Dalam perjalanan mengarungi laut Flores menuju pulau Adonara, mereka diserang angin topan sehingga terpaksa berlabuh di Koliwutun daerah Uta Eba yang pada waktu itu menjadi wilayah kekuasaan suku Korebima. Disitu terjadi peperangan antara rombongan Sili Sengaji melawan kepala suku Korebima yang bernama Samara. Suku Korebima dapat dikalahkan dan dihalaukan dari Uta Eba. Sebagai bukti diwilayah Uta Eba masih ada beberapa tempat yang dinamakan Semara Wai, Kebarak Wokar, Kopong Kudi dan Benga Ama. Nama-nama ini yang hanya terdapat dalam kalangan suku Korebima.

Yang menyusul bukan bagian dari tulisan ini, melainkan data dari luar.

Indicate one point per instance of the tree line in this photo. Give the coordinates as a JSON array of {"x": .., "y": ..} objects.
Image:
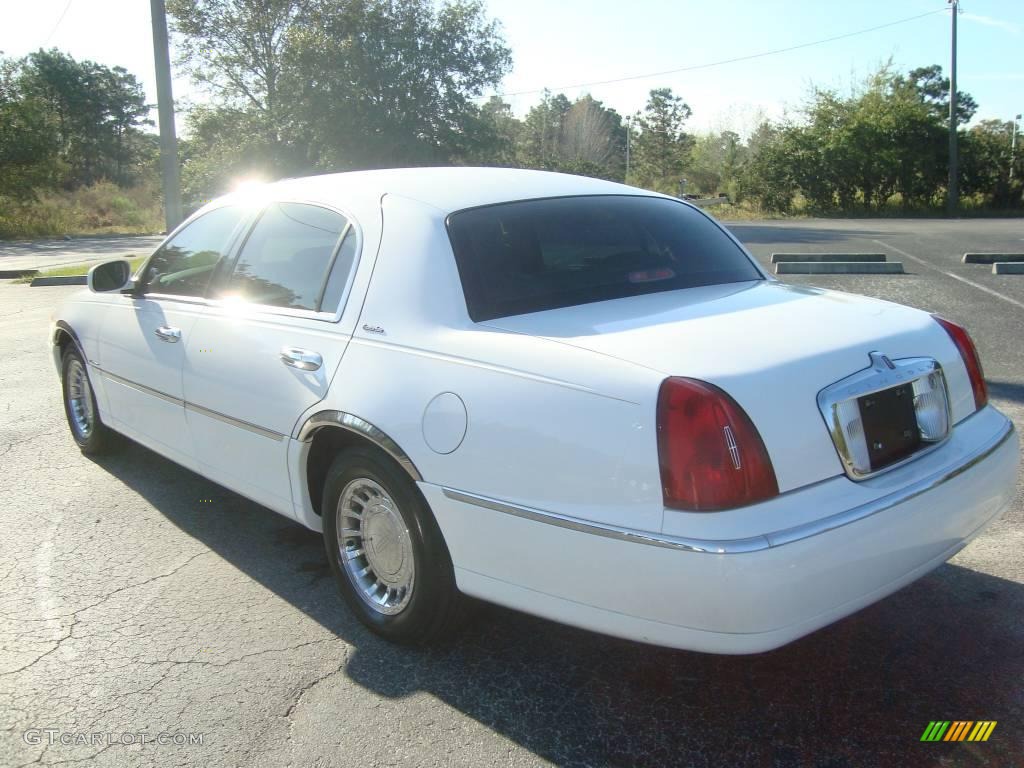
[{"x": 307, "y": 86}]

Sili Sengaji meneruskan perjalanannya dan mendarat di Lewo Uwun, disitu mereka tidak lama pula, karena Ola Laku Nara dari kerajaan Lian Lolon menemuinya dan memohon supaya Sili Sengaji rela tinggal bersama mereka di Lian Lolon dengan perjanjian bahwa dia diangkat menjadi raja disana. Setelah tiba di Lian Lolon diadakanlah perjanjian menetapkan bahwa :
Sili Sengaji menjadi raja Lian Lolon.
Turunan Enga menjadi kapitan.
Dan secara bergantian apabila
Turunan Enga menjadi raja
Turanan Sili Sengaji menjadi kapitan
Dalam pemerintahan Sili Sengaji terjadilah perubahan besar, lebih-lebih ketika La Asan sendiri memimpin ekspansi penaklukan terhadap kerajaan Molungang dan Libu Kliha. Hasil yang sangat menyolok itu menyebabkan Botun, Boleng, Tengadei, Kewela dan Kedang mengakui yang dipertuan raja Lian Lolon dengan tidak melalui penaklukan. Kemudian timbullah perselisihan antara kedua anak Sili Sengaji yaitu Begu (kakak) dan Sei (adik). Sei akhirnya mengungsi kepedalaman Adonara dan menempati daerah Hinga sekarang dengan menamakan sukunya Seran Goran sebagai peringatan akan Seran Goran daerah asal mereka. Kekuasaan Sei di Hinga, Sei berhasil mengusir suku Lewohayong dan suku Lado Angi yang menguasai wilayah Kenari, Kuma, Waimatan, lalu menjadikan wilayah-wilayah itu milik turunan Sei sampai sekarang.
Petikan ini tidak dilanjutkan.